Projects → Hermes

Hermes

Active

AI Agent System — llm box (RTX 3090, 24GB VRAM) — local-only

A custom AI agent running 24/7 on local hardware. Telegram is the interface — send it a message, approve an action, get a notification. Under the hood it's a plugin-based Python system that routes tasks to the right skill, runs local LLMs via Ollama, and orchestrates a surprising amount of daily automation for a household and small business.

Python Ollama Telegram Bot API Flask SQLite Debian 13 RTX 3090

The homelab runs a lot of services. Monitoring them, keeping tabs on the shop's ad performance, drafting blog posts, triaging email — these are all automatable tasks that were being done manually or not at all.

Hermes started as a simple Telegram bot that could answer questions about home assistant sensors. It grew into a full agent system when it became clear that the same pattern — receive task, decide what to do, do it, report back — applied to almost everything I wanted to automate.

The philosophy is local-first. No OpenAI API bill, no data leaving the house. The RTX 3090 handles a 35B parameter model at full quality with 65k context. Good enough for everything Hermes needs to do.

A central gateway process (Flask) receives Telegram messages and webhook callbacks. It routes to the appropriate plugin based on message content and context.

Each plugin is a directory with a SKILL.md describing what it does and a scripts/ subdirectory of Python scripts it can invoke. Plugins are loosely coupled — they share nothing but a common interface.

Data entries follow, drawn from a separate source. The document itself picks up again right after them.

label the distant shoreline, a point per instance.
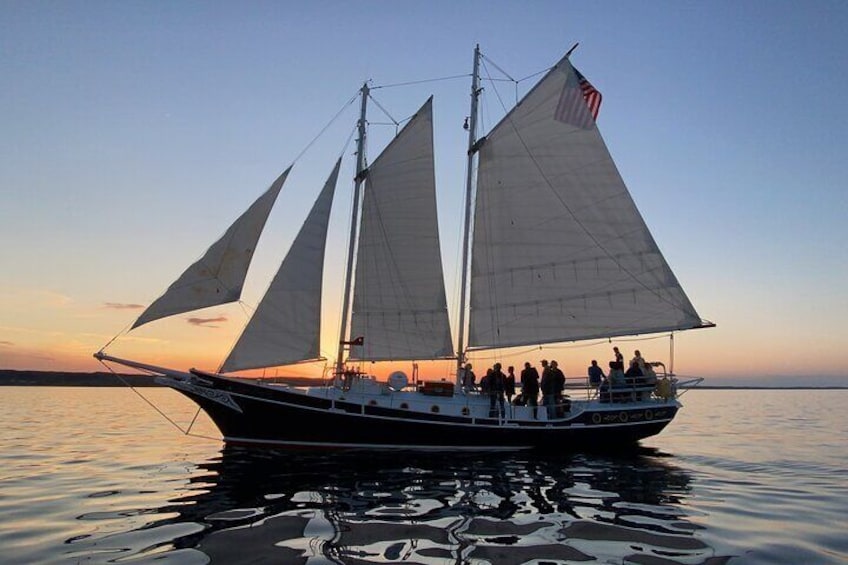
(10, 377)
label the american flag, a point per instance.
(579, 102)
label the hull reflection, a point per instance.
(413, 508)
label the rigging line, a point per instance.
(126, 330)
(244, 306)
(414, 82)
(503, 72)
(574, 216)
(492, 287)
(326, 127)
(386, 112)
(132, 388)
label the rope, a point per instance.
(326, 127)
(414, 82)
(150, 403)
(386, 112)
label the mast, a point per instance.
(357, 188)
(466, 235)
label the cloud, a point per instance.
(204, 322)
(123, 306)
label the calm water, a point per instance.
(96, 476)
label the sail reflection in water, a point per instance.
(438, 509)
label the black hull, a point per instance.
(249, 414)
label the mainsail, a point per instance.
(218, 276)
(286, 325)
(399, 303)
(560, 252)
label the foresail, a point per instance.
(560, 252)
(286, 326)
(399, 304)
(218, 276)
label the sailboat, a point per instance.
(554, 250)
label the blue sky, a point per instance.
(133, 132)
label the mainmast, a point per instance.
(354, 224)
(469, 183)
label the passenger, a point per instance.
(509, 384)
(548, 390)
(633, 372)
(469, 379)
(559, 388)
(619, 358)
(596, 374)
(639, 360)
(496, 383)
(530, 387)
(616, 376)
(485, 381)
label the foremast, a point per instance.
(354, 224)
(466, 235)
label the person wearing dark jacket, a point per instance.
(509, 384)
(530, 386)
(559, 387)
(496, 389)
(549, 387)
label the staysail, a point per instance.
(218, 276)
(399, 303)
(286, 326)
(560, 252)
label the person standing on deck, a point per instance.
(496, 389)
(548, 390)
(619, 358)
(559, 387)
(509, 384)
(596, 374)
(530, 387)
(469, 379)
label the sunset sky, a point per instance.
(133, 133)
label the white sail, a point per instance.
(560, 252)
(218, 276)
(399, 304)
(286, 326)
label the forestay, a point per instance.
(286, 325)
(399, 303)
(560, 251)
(218, 276)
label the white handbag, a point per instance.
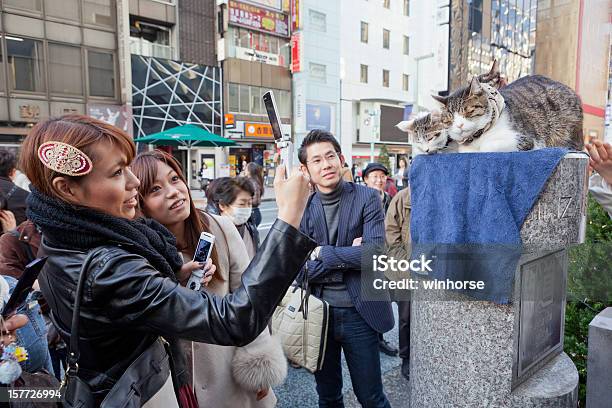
(301, 322)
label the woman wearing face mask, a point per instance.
(233, 198)
(84, 199)
(221, 376)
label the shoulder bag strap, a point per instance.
(73, 351)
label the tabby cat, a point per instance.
(530, 113)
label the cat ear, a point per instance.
(475, 87)
(442, 99)
(406, 125)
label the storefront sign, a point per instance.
(296, 50)
(116, 115)
(29, 111)
(230, 122)
(258, 130)
(249, 54)
(257, 18)
(295, 15)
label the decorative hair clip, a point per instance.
(65, 159)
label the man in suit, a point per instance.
(12, 198)
(341, 216)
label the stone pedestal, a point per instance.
(599, 384)
(467, 353)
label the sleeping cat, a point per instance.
(530, 113)
(430, 131)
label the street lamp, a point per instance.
(419, 59)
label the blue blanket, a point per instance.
(467, 213)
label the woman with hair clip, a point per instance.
(222, 376)
(127, 271)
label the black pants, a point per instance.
(404, 328)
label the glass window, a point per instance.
(244, 99)
(256, 108)
(101, 68)
(65, 9)
(234, 98)
(99, 12)
(364, 32)
(364, 74)
(26, 64)
(32, 5)
(65, 69)
(386, 35)
(406, 82)
(317, 20)
(318, 72)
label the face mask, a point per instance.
(240, 215)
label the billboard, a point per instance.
(258, 18)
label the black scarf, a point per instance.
(73, 227)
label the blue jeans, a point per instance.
(32, 336)
(350, 333)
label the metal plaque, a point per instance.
(541, 309)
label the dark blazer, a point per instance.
(361, 215)
(16, 203)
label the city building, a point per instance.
(174, 75)
(315, 63)
(253, 48)
(58, 57)
(484, 30)
(393, 55)
(573, 47)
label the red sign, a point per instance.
(258, 18)
(295, 15)
(296, 48)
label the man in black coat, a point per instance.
(12, 198)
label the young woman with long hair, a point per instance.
(222, 376)
(84, 199)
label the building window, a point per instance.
(65, 70)
(364, 74)
(99, 12)
(475, 16)
(318, 72)
(65, 9)
(317, 20)
(150, 40)
(386, 35)
(245, 103)
(256, 108)
(101, 69)
(364, 32)
(26, 64)
(233, 98)
(31, 5)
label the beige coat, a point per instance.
(230, 376)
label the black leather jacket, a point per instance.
(127, 304)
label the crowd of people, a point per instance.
(119, 231)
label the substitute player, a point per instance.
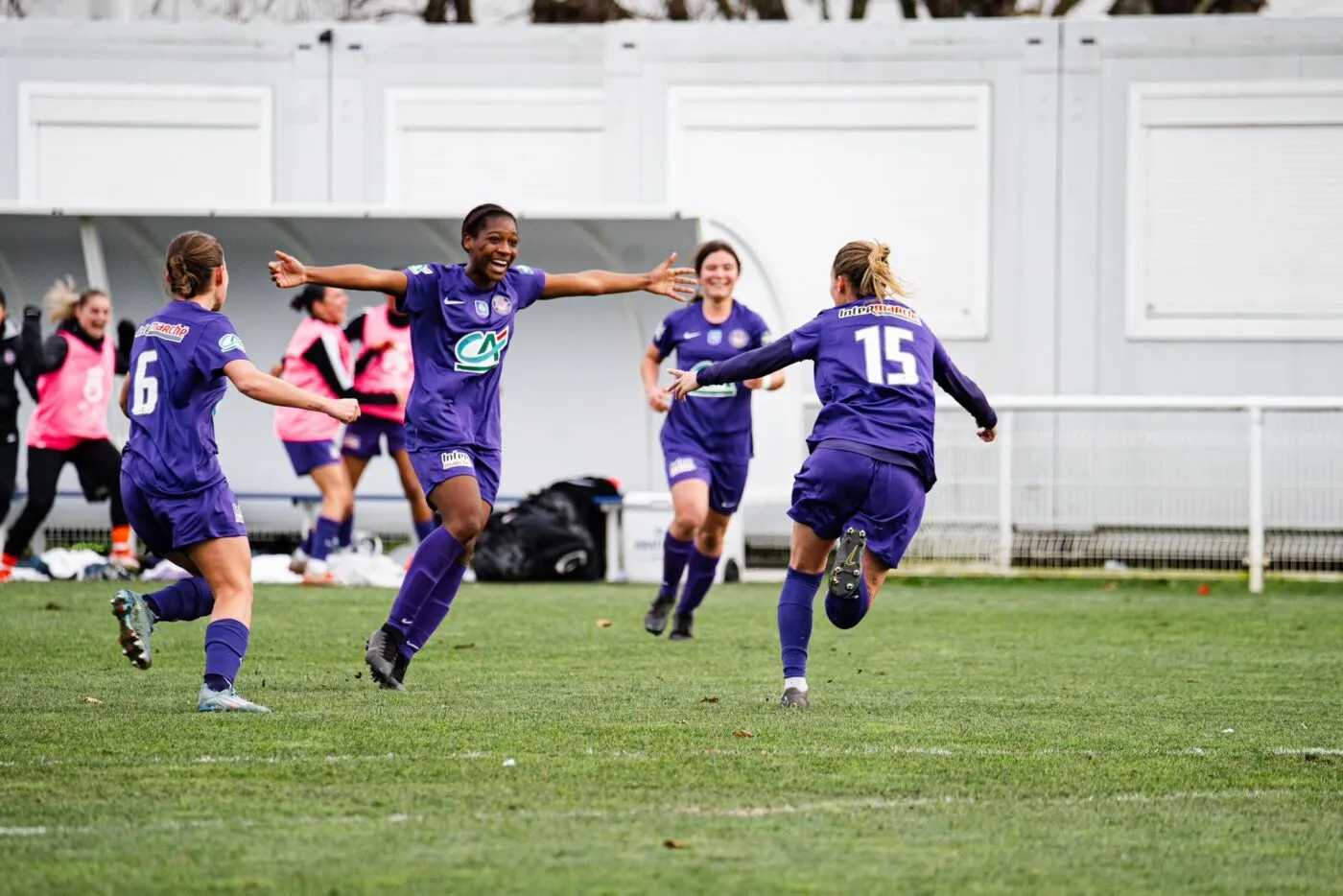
(872, 448)
(462, 322)
(318, 359)
(385, 365)
(174, 486)
(707, 442)
(76, 366)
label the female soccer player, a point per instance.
(707, 442)
(872, 448)
(174, 488)
(70, 423)
(12, 360)
(385, 365)
(462, 322)
(318, 359)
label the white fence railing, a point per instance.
(1139, 483)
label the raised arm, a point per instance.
(964, 389)
(288, 271)
(747, 365)
(269, 389)
(664, 279)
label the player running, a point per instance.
(707, 443)
(385, 365)
(872, 448)
(174, 486)
(462, 322)
(76, 366)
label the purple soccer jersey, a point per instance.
(459, 338)
(716, 420)
(177, 380)
(876, 365)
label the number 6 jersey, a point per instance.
(177, 379)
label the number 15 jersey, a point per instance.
(177, 380)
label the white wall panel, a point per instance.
(1235, 210)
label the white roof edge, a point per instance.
(351, 211)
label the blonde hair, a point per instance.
(866, 265)
(62, 301)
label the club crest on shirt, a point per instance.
(480, 351)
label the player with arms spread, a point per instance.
(705, 442)
(174, 488)
(462, 322)
(872, 448)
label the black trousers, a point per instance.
(9, 469)
(100, 472)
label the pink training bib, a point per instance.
(292, 423)
(73, 400)
(391, 369)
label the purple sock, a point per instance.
(181, 601)
(324, 537)
(799, 590)
(434, 611)
(674, 555)
(698, 579)
(845, 613)
(225, 645)
(433, 562)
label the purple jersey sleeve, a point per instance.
(422, 289)
(664, 338)
(219, 345)
(528, 284)
(751, 365)
(962, 389)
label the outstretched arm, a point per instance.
(664, 279)
(269, 389)
(288, 271)
(964, 389)
(747, 365)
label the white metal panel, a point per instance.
(907, 164)
(174, 145)
(1235, 210)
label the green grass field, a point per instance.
(969, 737)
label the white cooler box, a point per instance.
(645, 517)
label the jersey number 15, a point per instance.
(144, 389)
(882, 346)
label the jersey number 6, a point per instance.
(875, 339)
(145, 389)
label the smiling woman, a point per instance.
(462, 324)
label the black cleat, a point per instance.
(681, 630)
(382, 656)
(655, 620)
(848, 569)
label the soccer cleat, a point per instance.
(224, 701)
(383, 650)
(682, 627)
(655, 620)
(136, 621)
(848, 569)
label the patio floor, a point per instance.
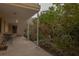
(23, 47)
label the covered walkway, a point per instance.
(23, 47)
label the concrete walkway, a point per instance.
(23, 47)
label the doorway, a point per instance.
(14, 29)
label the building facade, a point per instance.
(14, 16)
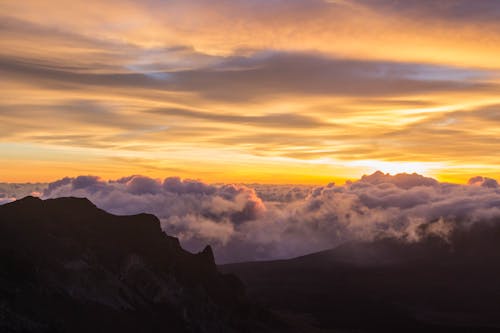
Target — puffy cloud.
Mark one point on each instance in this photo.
(249, 222)
(483, 181)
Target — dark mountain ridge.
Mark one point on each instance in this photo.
(68, 266)
(436, 284)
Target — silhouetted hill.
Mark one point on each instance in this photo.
(389, 284)
(67, 266)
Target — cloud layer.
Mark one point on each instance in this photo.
(253, 222)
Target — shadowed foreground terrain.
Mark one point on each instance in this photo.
(67, 266)
(388, 285)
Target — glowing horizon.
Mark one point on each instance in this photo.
(299, 91)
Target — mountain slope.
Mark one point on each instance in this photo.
(389, 284)
(68, 266)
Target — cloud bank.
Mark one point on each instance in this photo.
(257, 222)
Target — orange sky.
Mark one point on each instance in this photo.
(249, 91)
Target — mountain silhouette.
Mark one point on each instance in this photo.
(68, 266)
(434, 285)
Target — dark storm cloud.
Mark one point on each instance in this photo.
(264, 74)
(451, 10)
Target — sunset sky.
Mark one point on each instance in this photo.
(263, 91)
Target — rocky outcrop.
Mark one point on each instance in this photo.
(68, 266)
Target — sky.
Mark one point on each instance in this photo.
(303, 92)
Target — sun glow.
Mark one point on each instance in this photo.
(423, 168)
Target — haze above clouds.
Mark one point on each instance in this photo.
(231, 91)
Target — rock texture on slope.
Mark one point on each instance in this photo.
(67, 266)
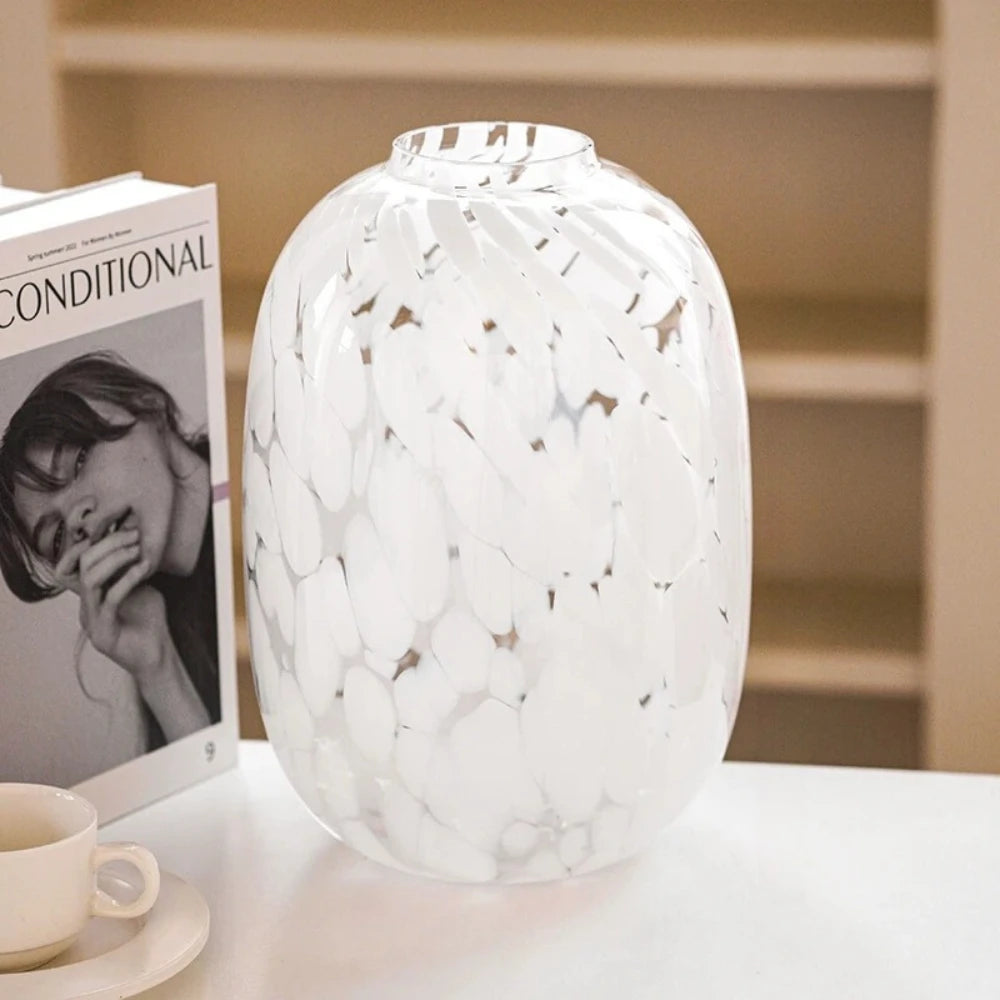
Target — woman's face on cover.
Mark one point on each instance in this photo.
(109, 486)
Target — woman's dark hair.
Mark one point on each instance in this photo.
(57, 412)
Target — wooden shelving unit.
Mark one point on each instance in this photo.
(806, 140)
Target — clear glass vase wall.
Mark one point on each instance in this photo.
(497, 507)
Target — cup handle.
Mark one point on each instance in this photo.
(103, 905)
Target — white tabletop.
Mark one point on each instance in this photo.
(777, 882)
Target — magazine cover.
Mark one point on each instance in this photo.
(117, 662)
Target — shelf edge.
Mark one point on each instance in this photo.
(894, 63)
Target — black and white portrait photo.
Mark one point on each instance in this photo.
(108, 598)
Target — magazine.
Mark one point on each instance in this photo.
(118, 664)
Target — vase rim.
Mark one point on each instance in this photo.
(492, 155)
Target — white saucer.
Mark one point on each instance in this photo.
(120, 958)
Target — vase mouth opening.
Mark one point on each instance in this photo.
(492, 155)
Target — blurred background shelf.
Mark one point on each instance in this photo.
(836, 638)
(840, 158)
(713, 43)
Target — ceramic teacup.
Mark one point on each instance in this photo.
(49, 860)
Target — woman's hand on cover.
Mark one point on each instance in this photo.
(124, 618)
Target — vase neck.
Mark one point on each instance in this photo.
(493, 157)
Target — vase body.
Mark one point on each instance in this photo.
(496, 507)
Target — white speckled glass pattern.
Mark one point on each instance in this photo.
(497, 507)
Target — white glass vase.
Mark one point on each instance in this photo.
(496, 507)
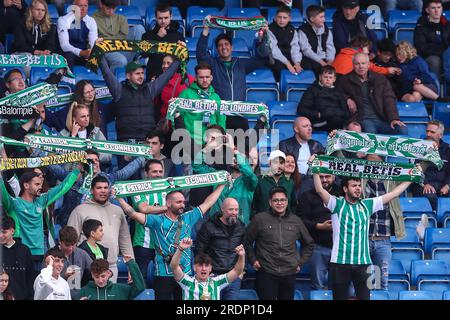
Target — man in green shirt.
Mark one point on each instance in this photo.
(27, 209)
(350, 216)
(202, 286)
(151, 203)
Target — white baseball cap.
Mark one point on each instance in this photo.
(277, 154)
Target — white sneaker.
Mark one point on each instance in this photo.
(421, 226)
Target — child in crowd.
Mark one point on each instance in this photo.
(49, 285)
(93, 230)
(284, 43)
(418, 82)
(103, 289)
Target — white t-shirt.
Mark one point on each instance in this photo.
(303, 156)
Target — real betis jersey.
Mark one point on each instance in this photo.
(351, 229)
(142, 235)
(196, 290)
(164, 230)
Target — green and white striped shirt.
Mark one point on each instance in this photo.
(195, 290)
(142, 235)
(351, 229)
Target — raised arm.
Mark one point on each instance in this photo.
(234, 273)
(178, 273)
(211, 200)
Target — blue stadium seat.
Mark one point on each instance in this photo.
(142, 5)
(83, 73)
(296, 16)
(147, 294)
(425, 270)
(150, 19)
(53, 13)
(441, 111)
(417, 295)
(132, 14)
(247, 294)
(411, 112)
(289, 83)
(402, 23)
(379, 295)
(321, 295)
(261, 86)
(195, 16)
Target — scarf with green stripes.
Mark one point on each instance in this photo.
(133, 188)
(254, 23)
(363, 169)
(384, 146)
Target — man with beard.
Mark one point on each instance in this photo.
(317, 219)
(275, 178)
(168, 229)
(218, 237)
(437, 182)
(350, 216)
(28, 208)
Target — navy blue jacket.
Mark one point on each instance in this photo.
(229, 87)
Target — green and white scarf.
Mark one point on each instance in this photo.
(31, 96)
(140, 47)
(246, 109)
(55, 61)
(101, 94)
(384, 146)
(363, 169)
(133, 188)
(254, 23)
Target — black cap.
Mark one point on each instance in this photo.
(349, 3)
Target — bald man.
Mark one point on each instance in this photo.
(370, 98)
(301, 146)
(218, 237)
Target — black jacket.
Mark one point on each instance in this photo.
(219, 241)
(154, 65)
(312, 211)
(431, 39)
(85, 247)
(16, 261)
(292, 146)
(25, 41)
(275, 239)
(329, 102)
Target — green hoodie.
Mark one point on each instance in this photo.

Cron jobs run scheduled tasks (research, content generation, market data) and pipe results through the same Telegram approval loop. Urgent items ping immediately; batch items queue for morning review.


SLAIS
Ad Intelligence System
Monitors ad performance across Google and Meta, drafts copy changes, runs a research pipeline against Reddit and Google Trends, and routes proposed changes through Telegram for approval before posting.
S&L Social
Social & Blog Automation
Picks a product from the catalog, researches it via SearXNG, generates a blog post, POSTs a draft to the CMS, and waits for Telegram approval before publishing.
Email Triage
Order Email Handler
Monitors the shop's orders inbox via ProtonMail Bridge, identifies order status requests, looks up tracking via ShipStation, drafts a reply in the shop's voice, and sends for approval before replying.
StockShadow
Paper Trading System
Seven daily crons (Mon–Fri) that research equities via Yahoo Finance, synthesize a thesis with phi4-mini, propose trades via a UI dashboard, and track paper portfolio performance.
Plugin Radar
Opportunity Finder
Scores Reddit posts for WooCommerce/OpenCart plugin opportunities. Surfaces strong signals in a dashboard so I can decide what to build next based on actual demand.
Hindsight
Agent Memory
Long-term memory for Hermes. Conversations and outcomes are extracted and stored so the agent can recall context across sessions. LLM extraction routes to Ollama on the NAS.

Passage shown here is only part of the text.